Like any enriching experience, there’s something to be imparted beyond the actual, literal experience itself. If it’s anything important, with residual social value, it’s possible to learn from the experience and from the things outside the experience that reflect on it.
You don’t have to watch the rock falling into the water to recognize its after-effects; the ripples from that stone’s splash will last longer than the splash itself, and be observed by more people than the ones who watched the rock originally.
Woodstock was the splash that’s still sending ripples across the water of our culture. Forty years after the event, a flurry of new albums are out with remastered updates of the original music. Ang Lee’s new film “Taking Woodstock” looks at the genesis of the festival from different perspectives.
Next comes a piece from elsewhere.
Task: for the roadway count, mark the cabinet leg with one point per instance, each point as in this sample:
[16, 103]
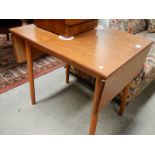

And bet your mortgage: the good burghers of Bethel will be besieged all weekend long by visitors from around the country and the world hoping to brush up against the magic of that summer, sniffing the air in that open field for just a hint of the patchouli and pot smoke that wafted into the American air, and stayed there for forty years.
◊ ◊ ◊
Woodstock was the bomb and everybody knew it. Even a skinny, nappy-headed 14-year-old black boy in Denver, a kid desperate to gain some sense of himself and his world, knew it when he read about it in The Denver Post the day after it started. Woodstock was the place to be.
The old man, of course, wouldn’t hear of it. Not for a minute. Out of the Army less than two years, the major was still very much in military mode, right down to the way his three children were raised. Woodstock? Too many un-American hippies there to be anything good. Out of the question.
And ultimately, it didn’t matter. The skinny kid in Denver didn’t make it to the mud flats at Max Yasgur’s dairy farm 3,000 miles away. But Woodstock the Experience came to him: less than a year later, when he heard the movie soundtrack for the first time; four years later, when he moved to Boulder, Colorado’s counterculture ground zero, to start college and pursue a parallel career in psychoactive discovery; forty years later, when he attended the final Oracle Gathering, three days of peace & music, environmental awareness and multicultural embrace, in a field in Randle, Wash.
And Woodstock the Experience came to him whenever he heard the music from that moment in American time, and he knew the lyrics and the melodies and even the guitar riffs like he knew his own name.
For him and for millions of others, it was true then and now and forever:
Woodstock, Woodstock, Woodstock, we’ve all been there.